CRITICAL and AMUSEMENTS
Ager
“Bogart, Bacall, Babes and Bums

The Big Sleep yearns to be the most shocking picture that ever was. To that end, it sells shock for its own sake-realizing that any good reason for its trafficking would necessarily weaken the blows.
Realizing, too, that because they’ve become so familiar, murder, crimes, beatings-up alone have lost much of their jolt-value-The Big Sleep decides that its chief assaults shall be made with the still shining bludgeons of personal corruption, fetidness, decay.
But it is so intensely proud of its new weapon, there is so much determination in its batterings, it is so dedicated to thoroughness in its laying bare of evil-that a terrible thing, the very last thing it wanted to have happen to it, happens to it.
The deep sincerity of its striving for vice arouses affection.

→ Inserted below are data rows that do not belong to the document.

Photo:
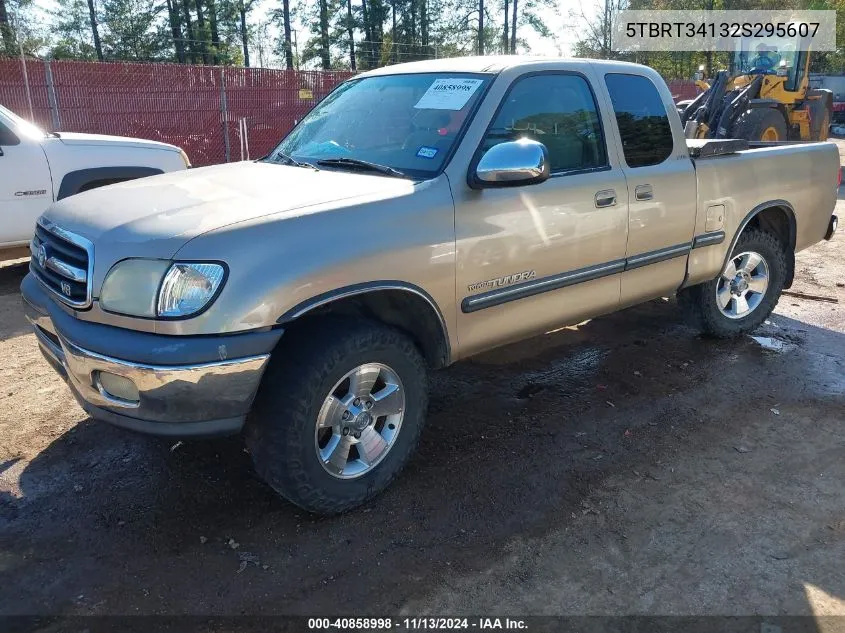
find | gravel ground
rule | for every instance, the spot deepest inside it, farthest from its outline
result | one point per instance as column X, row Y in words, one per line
column 624, row 466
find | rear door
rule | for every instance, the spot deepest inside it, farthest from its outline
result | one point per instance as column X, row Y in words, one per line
column 661, row 186
column 26, row 189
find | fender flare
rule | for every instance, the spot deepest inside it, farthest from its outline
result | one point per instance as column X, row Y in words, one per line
column 793, row 231
column 306, row 306
column 73, row 181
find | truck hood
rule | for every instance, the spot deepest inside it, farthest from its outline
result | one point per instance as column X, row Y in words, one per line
column 155, row 216
column 100, row 140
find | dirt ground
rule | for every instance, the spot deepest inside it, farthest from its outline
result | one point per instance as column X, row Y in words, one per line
column 625, row 466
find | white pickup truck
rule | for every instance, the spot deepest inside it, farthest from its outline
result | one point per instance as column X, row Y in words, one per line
column 37, row 168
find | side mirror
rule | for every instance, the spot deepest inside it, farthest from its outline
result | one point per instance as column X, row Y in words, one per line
column 512, row 164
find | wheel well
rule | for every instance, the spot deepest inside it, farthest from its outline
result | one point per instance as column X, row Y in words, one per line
column 779, row 221
column 402, row 309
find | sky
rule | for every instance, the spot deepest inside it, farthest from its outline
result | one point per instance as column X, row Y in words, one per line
column 557, row 20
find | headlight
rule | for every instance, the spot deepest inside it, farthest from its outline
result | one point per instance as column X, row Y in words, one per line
column 153, row 288
column 187, row 288
column 131, row 286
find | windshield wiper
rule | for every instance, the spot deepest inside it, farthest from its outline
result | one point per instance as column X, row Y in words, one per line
column 290, row 160
column 363, row 165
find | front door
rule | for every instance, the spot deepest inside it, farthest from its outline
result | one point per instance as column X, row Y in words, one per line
column 26, row 189
column 535, row 257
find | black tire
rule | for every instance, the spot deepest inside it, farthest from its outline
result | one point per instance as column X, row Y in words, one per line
column 752, row 124
column 699, row 302
column 281, row 426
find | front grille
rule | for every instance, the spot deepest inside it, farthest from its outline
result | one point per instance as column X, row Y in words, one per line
column 62, row 261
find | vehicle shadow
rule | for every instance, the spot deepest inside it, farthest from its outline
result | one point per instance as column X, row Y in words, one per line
column 519, row 442
column 12, row 321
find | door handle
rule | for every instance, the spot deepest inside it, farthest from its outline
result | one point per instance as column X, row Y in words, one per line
column 605, row 198
column 643, row 192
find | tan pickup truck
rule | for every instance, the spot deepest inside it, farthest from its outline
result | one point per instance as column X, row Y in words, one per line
column 420, row 214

It’s so very serious about purveying depravity that its seriousness becomes endearing. It becomes kind of touching, kind of sweet.

Men Are Killers

It becomes winning. It evokes the fond indulgence that a blue-eyed, rosy-cheeked, good little boy meets when earnestly relating the very naughtiest day-dream the dear little fellow is able to think up.
All the men in the The Big Sleep are murderers, naturally; all the women, babes. Except perhaps for the showgirls in a Metro musical. There has never been assembled for one movie a greater and more delightfully varied number of female knock-outs. But whereas Metro showgirls at least look content, every woman in The Big Sleep is feverishly hungry for love. Though they appear ripe, inwardly they are starved, and so desperate for assuagement that though every one of them would prefer Humphrey Bogart, they settle instantly for anybody.
Quickest settler of them all is Martha Vickers, who looks like somebody’s kid sister budding into beauty, and who acts at least like Lauren Bacall’s kid sister, who, indeed, she plays.

Female Technique

She too looks up at a man with her hair impairing the vision of one eye. She too talks cryptic, in a cigaret voice. Her legs too are long; her technique, aggression.
But when denied her opium and her men, Miss Vickers pouts; whereas Miss Bacall, denied her bottle and her man, smoulders. The distinction is slight – having to do with the virtue of the singular “man” versus the plural “men” – but sufficient to make Miss Bacall the heroine, a legal movie conviction required to be pinned on some lady in a picture so that the audience can feel reassured that God’s in His heaven: all’s right with the world.
The love song of heroine Bacall and hero Bogart is wailed on a police siren, the counterpoint to a phantasmagoria of violence, mist, and confusion; a great many uglinesses happening fast. But how or why one ugliness succeeds the last is not easy to determine, inasmuch as producer-director Howard Hawks is so entranced with making each ugliness an individual gem of its kind that their relationship to each other has been neglected.
But these individual gems are recommended as samples of the skill of cinema craftsmen when engaged in cutting and polishing rhinestones to simulate diamonds, instead of just cutting and polishing diamonds. They are marvelous fakes. If there were such people and things as The Big Sleep has made up, they would certainly jerk that way.

-Cecelia Ager

PM Reviews

THE BIG SLEEP, a Warner Brother picture at the Strand. starring Humphrey Bogart and Lauren Bacall with Martha Vickers, Charles Waldron, John Ridgely, Elisha Cook Jr. Sonia Darrin, Pat Clark, Dorothy Malone, Regis Toomey; screenplay by William Faulkner, Leigh Brackett and Jules Furthman from the story by Raymond Chandler; produced and directed by Howard Hawks.